ZoeSusan · 25/08/2018 14:10

Hi Guys 
^Basically, I wrote a thread the other day- as my ex was on his final chance to be civil in front of the children- he wanted to still do stuff together 'as a family' so Thursday evening I picked him up from work, took him fish and chips and we sat with the kids on the beach and ate tea. Then we went off to a local park to watch a show. While we were there he all of a sudden turned really angry and said I was pissing him off and he wanted to go. He then started calling me a fat ugly c**t in front of the children and also shouting. He has been given chance after chance to stop this behaviour in front of the children and he was warned after he apologised last time that this was his final chance. In my eyes he's blown it.
Yesterday I didn't hear from him at all and today he phoned to see if he could take the kids out. I said he could if he arranged for someone to come and collect them because I didn't want to see him. He said 'none of my family want anything to do with you' so I said, all they needed to do was collect the children, not have a conversation with me. This didn't happen. He then threatened me with the contact centre. About an hour ago he phoned me to see if he could come up for a coffee to see the kids. I said no because I don't want to see him. He said he doesn't particularly want to see me either. I thought about it, and because I felt like I was in the wrong- messaged him to say I will get the children ready in the pushchair and meet him outside with them if he wants to take them out.

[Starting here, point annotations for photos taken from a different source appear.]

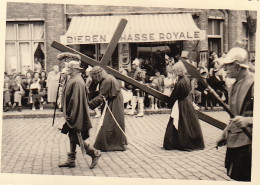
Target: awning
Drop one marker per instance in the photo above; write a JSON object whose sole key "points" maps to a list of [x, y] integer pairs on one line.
{"points": [[140, 28]]}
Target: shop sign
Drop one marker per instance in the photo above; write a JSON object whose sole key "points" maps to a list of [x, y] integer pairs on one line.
{"points": [[124, 56], [135, 37]]}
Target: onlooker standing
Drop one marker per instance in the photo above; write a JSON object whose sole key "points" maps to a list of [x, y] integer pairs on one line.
{"points": [[53, 83], [44, 86], [18, 92], [169, 82], [37, 65], [155, 85], [35, 92], [7, 93], [238, 160], [140, 94]]}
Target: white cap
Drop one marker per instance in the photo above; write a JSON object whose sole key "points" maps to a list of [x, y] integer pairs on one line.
{"points": [[89, 69], [136, 62], [237, 54]]}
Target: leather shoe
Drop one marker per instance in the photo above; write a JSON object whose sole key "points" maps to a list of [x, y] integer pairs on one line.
{"points": [[94, 161]]}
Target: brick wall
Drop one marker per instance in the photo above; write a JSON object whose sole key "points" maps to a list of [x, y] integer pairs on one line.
{"points": [[24, 10], [216, 13], [111, 9]]}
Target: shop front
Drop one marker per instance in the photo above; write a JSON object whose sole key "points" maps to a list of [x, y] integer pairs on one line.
{"points": [[146, 36]]}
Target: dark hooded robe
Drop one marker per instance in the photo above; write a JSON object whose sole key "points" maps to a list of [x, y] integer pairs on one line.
{"points": [[189, 135], [110, 137], [75, 108], [239, 147]]}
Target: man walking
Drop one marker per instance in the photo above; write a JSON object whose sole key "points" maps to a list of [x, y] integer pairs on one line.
{"points": [[239, 145], [76, 113]]}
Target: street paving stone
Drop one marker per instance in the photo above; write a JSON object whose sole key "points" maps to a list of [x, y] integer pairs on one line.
{"points": [[34, 146]]}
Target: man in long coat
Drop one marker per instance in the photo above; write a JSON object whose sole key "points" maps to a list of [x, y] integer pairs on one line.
{"points": [[239, 146], [76, 113], [110, 136]]}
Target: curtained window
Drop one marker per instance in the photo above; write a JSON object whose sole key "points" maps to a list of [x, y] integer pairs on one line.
{"points": [[24, 42]]}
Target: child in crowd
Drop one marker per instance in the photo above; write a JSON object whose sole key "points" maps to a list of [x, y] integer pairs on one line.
{"points": [[35, 91], [7, 93], [43, 85], [153, 100], [160, 84], [94, 91], [169, 82], [18, 92]]}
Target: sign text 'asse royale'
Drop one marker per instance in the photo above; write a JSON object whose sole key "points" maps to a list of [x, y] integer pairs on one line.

I have had no reply.
I don't know what to do. I don't want him sitting in my home as I don't think that is going to help me move on. I'm coming up with suggestions and they seem to be knocked back. Advice please anyone?^

OP posts:
MumUnderTheMoon · 25/08/2018 15:26

Talking to you like that in front of your kids is abuse of both you and then. When you are small your parents are your whole world and to have your mummy shouted at like that will be very distressing. If you allow him to continue you are complicit in behaviour and you know that you and your children deserve better. He is trying to maintain control over you. Seek legal advise, document his behaviour, call women's aid or if necessary talk to your local police. You say he has "threatened" you with the contact centre. But why is this a threat? If he is abusing you the perhaps hangovers and visits should be supervised. I think you should call his bluff.

sue51 · 25/08/2018 16:47

As he has spoken to you in such a disgusting manor in front of your children, I would not let him into my home again. Using a contact centre would prevent such abuse. I would tell him to arrange it.

MumUnderTheMoon · 25/08/2018 17:05
  • Handovers not hangovers
Starlight345 · 25/08/2018 17:45

Firstly there is no need to do family stuff when you are not one family . For some who are friends it works but for most it doesn’t.

Secondly if he is using contact centre as a threat let him follow through.